Practical 4: Feature Selection¶

Text Mining, Transforming Text into Knowledge (202400006)¶

In this practical, we are going to learn about feature selection methods for text data.

We will use the following libraries, mainly from sklearn. Take care to have them installed!

In [1]:

from sklearn.datasets import load_files
import pandas as pd
import numpy as np
from sklearn.feature_extraction.text import CountVectorizer
from nltk.tokenize import RegexpTokenizer
from sklearn.model_selection import train_test_split
from sklearn.feature_selection import SelectKBest, chi2
from sklearn.feature_selection import mutual_info_classif
from sklearn.svm import LinearSVC
from sklearn.feature_selection import SelectFromModel
from sklearn.feature_extraction.text import TfidfTransformer
from sklearn.ensemble import RandomForestClassifier
from sklearn.pipeline import Pipeline
from sklearn import metrics
from sklearn.naive_bayes import MultinomialNB
from sklearn.decomposition import PCA, TruncatedSVD
from sklearn.feature_extraction.text import TfidfVectorizer
import matplotlib.pyplot as plt

Let's get started!¶

1. Here we are going to use a news article data set, originating from BBC news website. This dataset was provided for benchmarking machine learning algorithms. The BBC data set consists of 2,225 documents and 5 categories: business, entertainment, politics, sport, and tech. Download the data.zip file and extract it into your data folder. Now, use the code below to convert the resulting object to a dataframe.

In [ ]:

# Load the dataset, handling encoding errors gracefully
data = load_files('data/bbcsport-fulltext/bbcsport', encoding='utf-8', decode_error='replace')

# Convert the data into a pandas DataFrame
df = pd.DataFrame(list(zip(data['data'], data['target'])), columns=['text', 'label'])

# Display the first few rows
print(df.head())

2. Print the unique target names in your data and check the number of articles in each category. Then split your data into training (80%) and test (20%) sets.

3. Use the CountVectorizer from sklearn and convert the text data into a document-term matrix. What is the difference between CountVectorizer and tfidfVectorizer(use_idf=False)?

The only difference is that the TfidfVectorizer() returns floats while the CountVectorizer() returns ints. And that’s to be expected – as explained in the documentation quoted above, TfidfVectorizer() assigns a score while CountVectorizer() counts.

4. Print top 20 most frequent words in the training set.

Filter-based feature selection¶

5. From the feature selection library in sklearn load the SelectKBest function and apply it on the BBC dataset using the chi-squared method. Extract top 20 features.

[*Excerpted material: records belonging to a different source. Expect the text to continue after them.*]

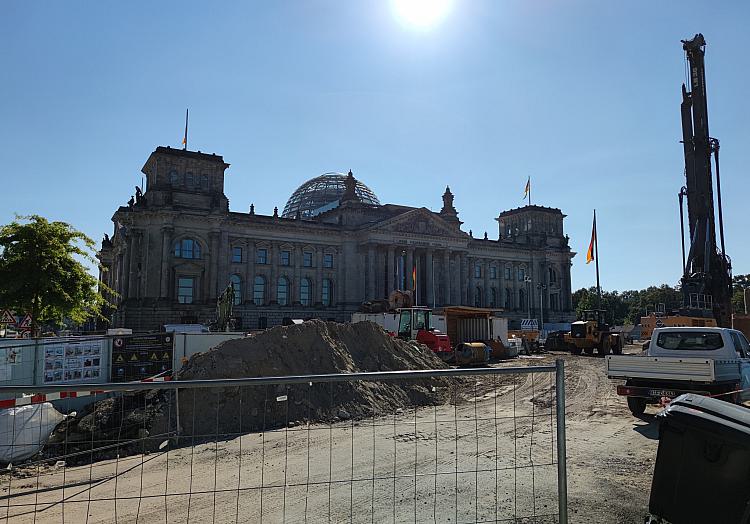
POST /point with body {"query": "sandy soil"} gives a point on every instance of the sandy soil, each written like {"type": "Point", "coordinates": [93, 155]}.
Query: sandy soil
{"type": "Point", "coordinates": [365, 471]}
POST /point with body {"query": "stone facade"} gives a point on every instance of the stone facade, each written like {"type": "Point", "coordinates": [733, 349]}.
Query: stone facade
{"type": "Point", "coordinates": [177, 246]}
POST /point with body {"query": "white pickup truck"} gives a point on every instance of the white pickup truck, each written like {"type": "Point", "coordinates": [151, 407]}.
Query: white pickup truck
{"type": "Point", "coordinates": [703, 360]}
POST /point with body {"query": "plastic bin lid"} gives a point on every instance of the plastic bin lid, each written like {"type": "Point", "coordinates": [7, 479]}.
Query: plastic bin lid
{"type": "Point", "coordinates": [710, 413]}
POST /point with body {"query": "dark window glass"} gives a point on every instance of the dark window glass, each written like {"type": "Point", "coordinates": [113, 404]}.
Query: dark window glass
{"type": "Point", "coordinates": [305, 292]}
{"type": "Point", "coordinates": [185, 287]}
{"type": "Point", "coordinates": [259, 291]}
{"type": "Point", "coordinates": [326, 292]}
{"type": "Point", "coordinates": [690, 340]}
{"type": "Point", "coordinates": [237, 284]}
{"type": "Point", "coordinates": [282, 291]}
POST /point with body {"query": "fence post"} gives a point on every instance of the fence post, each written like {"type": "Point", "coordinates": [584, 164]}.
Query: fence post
{"type": "Point", "coordinates": [562, 474]}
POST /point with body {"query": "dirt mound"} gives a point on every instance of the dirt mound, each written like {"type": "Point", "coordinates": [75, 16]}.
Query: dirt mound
{"type": "Point", "coordinates": [313, 347]}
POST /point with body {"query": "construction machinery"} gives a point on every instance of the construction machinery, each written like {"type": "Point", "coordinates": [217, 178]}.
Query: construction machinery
{"type": "Point", "coordinates": [707, 272]}
{"type": "Point", "coordinates": [593, 333]}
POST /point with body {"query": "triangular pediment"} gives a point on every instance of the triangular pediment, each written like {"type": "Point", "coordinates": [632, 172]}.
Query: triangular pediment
{"type": "Point", "coordinates": [419, 221]}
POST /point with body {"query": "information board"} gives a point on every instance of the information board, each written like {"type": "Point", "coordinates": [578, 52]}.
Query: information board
{"type": "Point", "coordinates": [141, 356]}
{"type": "Point", "coordinates": [73, 361]}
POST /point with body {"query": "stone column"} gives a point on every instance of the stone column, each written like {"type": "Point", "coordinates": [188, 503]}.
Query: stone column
{"type": "Point", "coordinates": [249, 270]}
{"type": "Point", "coordinates": [446, 297]}
{"type": "Point", "coordinates": [213, 267]}
{"type": "Point", "coordinates": [371, 272]}
{"type": "Point", "coordinates": [166, 256]}
{"type": "Point", "coordinates": [457, 287]}
{"type": "Point", "coordinates": [465, 280]}
{"type": "Point", "coordinates": [409, 267]}
{"type": "Point", "coordinates": [391, 270]}
{"type": "Point", "coordinates": [430, 274]}
{"type": "Point", "coordinates": [273, 259]}
{"type": "Point", "coordinates": [487, 287]}
{"type": "Point", "coordinates": [297, 253]}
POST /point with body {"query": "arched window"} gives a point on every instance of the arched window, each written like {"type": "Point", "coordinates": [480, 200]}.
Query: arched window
{"type": "Point", "coordinates": [282, 291]}
{"type": "Point", "coordinates": [236, 282]}
{"type": "Point", "coordinates": [327, 292]}
{"type": "Point", "coordinates": [305, 292]}
{"type": "Point", "coordinates": [259, 291]}
{"type": "Point", "coordinates": [187, 248]}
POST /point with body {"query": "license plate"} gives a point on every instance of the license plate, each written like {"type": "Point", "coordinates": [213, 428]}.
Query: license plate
{"type": "Point", "coordinates": [662, 393]}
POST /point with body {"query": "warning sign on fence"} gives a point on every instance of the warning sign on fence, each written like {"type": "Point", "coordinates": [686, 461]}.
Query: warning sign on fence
{"type": "Point", "coordinates": [141, 356]}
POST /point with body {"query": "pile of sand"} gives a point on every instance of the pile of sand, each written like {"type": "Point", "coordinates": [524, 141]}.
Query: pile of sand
{"type": "Point", "coordinates": [313, 347]}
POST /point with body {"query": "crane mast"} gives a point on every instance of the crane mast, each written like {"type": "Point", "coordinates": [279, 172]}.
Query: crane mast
{"type": "Point", "coordinates": [706, 280]}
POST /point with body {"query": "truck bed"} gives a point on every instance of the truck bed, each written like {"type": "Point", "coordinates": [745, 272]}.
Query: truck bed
{"type": "Point", "coordinates": [703, 370]}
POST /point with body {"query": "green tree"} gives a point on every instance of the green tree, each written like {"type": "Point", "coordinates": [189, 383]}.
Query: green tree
{"type": "Point", "coordinates": [739, 284]}
{"type": "Point", "coordinates": [42, 272]}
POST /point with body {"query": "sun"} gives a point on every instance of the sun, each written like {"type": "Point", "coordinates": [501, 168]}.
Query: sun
{"type": "Point", "coordinates": [421, 14]}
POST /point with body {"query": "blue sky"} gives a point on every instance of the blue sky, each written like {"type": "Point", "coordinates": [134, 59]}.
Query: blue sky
{"type": "Point", "coordinates": [583, 96]}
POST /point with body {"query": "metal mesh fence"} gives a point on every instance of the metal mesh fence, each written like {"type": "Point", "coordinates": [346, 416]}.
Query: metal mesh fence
{"type": "Point", "coordinates": [478, 445]}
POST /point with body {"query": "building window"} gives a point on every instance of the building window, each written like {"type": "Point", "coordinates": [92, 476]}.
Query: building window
{"type": "Point", "coordinates": [305, 292]}
{"type": "Point", "coordinates": [282, 291]}
{"type": "Point", "coordinates": [185, 290]}
{"type": "Point", "coordinates": [187, 248]}
{"type": "Point", "coordinates": [327, 292]}
{"type": "Point", "coordinates": [259, 291]}
{"type": "Point", "coordinates": [236, 282]}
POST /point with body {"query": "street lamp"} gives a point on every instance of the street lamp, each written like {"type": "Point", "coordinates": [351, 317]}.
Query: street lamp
{"type": "Point", "coordinates": [527, 281]}
{"type": "Point", "coordinates": [541, 288]}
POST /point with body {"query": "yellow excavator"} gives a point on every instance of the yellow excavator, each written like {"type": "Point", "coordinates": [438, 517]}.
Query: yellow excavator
{"type": "Point", "coordinates": [593, 333]}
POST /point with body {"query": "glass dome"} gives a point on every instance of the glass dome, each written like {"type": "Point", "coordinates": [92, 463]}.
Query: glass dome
{"type": "Point", "coordinates": [322, 193]}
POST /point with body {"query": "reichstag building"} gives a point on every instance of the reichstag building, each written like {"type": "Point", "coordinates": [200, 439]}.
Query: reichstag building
{"type": "Point", "coordinates": [177, 246]}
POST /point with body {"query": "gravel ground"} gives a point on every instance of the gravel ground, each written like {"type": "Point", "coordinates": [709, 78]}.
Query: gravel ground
{"type": "Point", "coordinates": [503, 428]}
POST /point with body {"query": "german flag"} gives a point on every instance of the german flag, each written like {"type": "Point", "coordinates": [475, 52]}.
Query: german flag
{"type": "Point", "coordinates": [592, 244]}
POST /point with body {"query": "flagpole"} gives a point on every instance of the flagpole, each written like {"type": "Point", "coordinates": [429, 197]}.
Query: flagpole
{"type": "Point", "coordinates": [596, 259]}
{"type": "Point", "coordinates": [186, 120]}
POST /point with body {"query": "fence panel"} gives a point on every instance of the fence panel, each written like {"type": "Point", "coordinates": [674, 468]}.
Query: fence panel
{"type": "Point", "coordinates": [463, 445]}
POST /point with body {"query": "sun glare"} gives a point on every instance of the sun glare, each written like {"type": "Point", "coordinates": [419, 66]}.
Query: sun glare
{"type": "Point", "coordinates": [421, 14]}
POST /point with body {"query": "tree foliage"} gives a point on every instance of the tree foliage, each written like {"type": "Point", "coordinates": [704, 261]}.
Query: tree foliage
{"type": "Point", "coordinates": [41, 272]}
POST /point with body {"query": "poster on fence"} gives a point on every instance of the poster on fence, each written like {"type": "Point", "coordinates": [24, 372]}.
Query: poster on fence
{"type": "Point", "coordinates": [141, 356]}
{"type": "Point", "coordinates": [73, 361]}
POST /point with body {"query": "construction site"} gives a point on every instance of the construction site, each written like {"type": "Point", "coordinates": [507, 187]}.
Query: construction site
{"type": "Point", "coordinates": [403, 412]}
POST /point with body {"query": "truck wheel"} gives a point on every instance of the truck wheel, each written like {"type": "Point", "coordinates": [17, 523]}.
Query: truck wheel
{"type": "Point", "coordinates": [637, 406]}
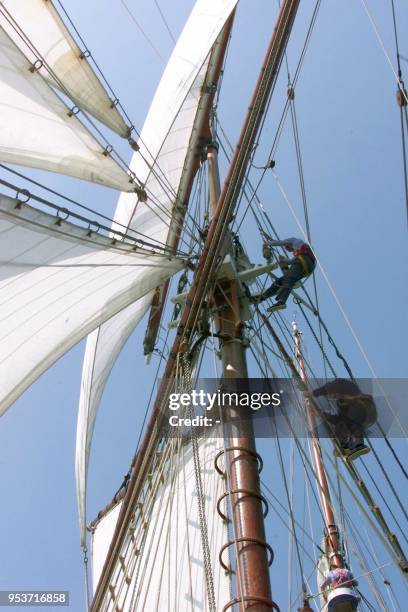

6. Repeat the analysis in Question 5 with the mutual information feature selection method. Do you get the same list of words as compared to the chi-squared method?

Now you can build a classifier and train it using the output of these feature selection techniques. We are not going to do this right now, but if you are interested you can transform your training and test set using the selected features and continue with your classifier! Here are some tips:

Embedded feature selection¶

7. One of the functions for embedded feature selection is the SelectFromModel function in sklearn. Use this function with L1 norm SVM and check how many non-zero coefficients left in the model.

8. What are the top features according to the SVM model? Tip: Use the function model.get_support() to find these features.

Model comparison¶

9. Create a pipeline with the tfidf representation and a random forest classifier.

10. Fit the pipeline on the training set.

11. Use the pipeline to predict the outcome variable on your test set. Evaluate the performance of the pipeline using the classification_report function on the test subset. How do you interpret your results?

12. Create your second pipeline with the tfidf representation and a random forest classifier with the addition of an embedded feature selection using the SVM classification method with L1 penalty. Fit the pipeline on your training set and test it with the test set. How does the performance change?

13. Create your third and forth pipelines with the tfidf representation, a chi2 feature selection (with 20 and 200 features for clf3 and clf4, respectively), and a random forest classifier.

14. We can change the learner by simply plugging a different classifier object into our pipeline. Create your fifth pipeline with L1 norm SVM for the feature selection method and naive Bayes for the classifier. Compare your results on the test set with the previous pipelines.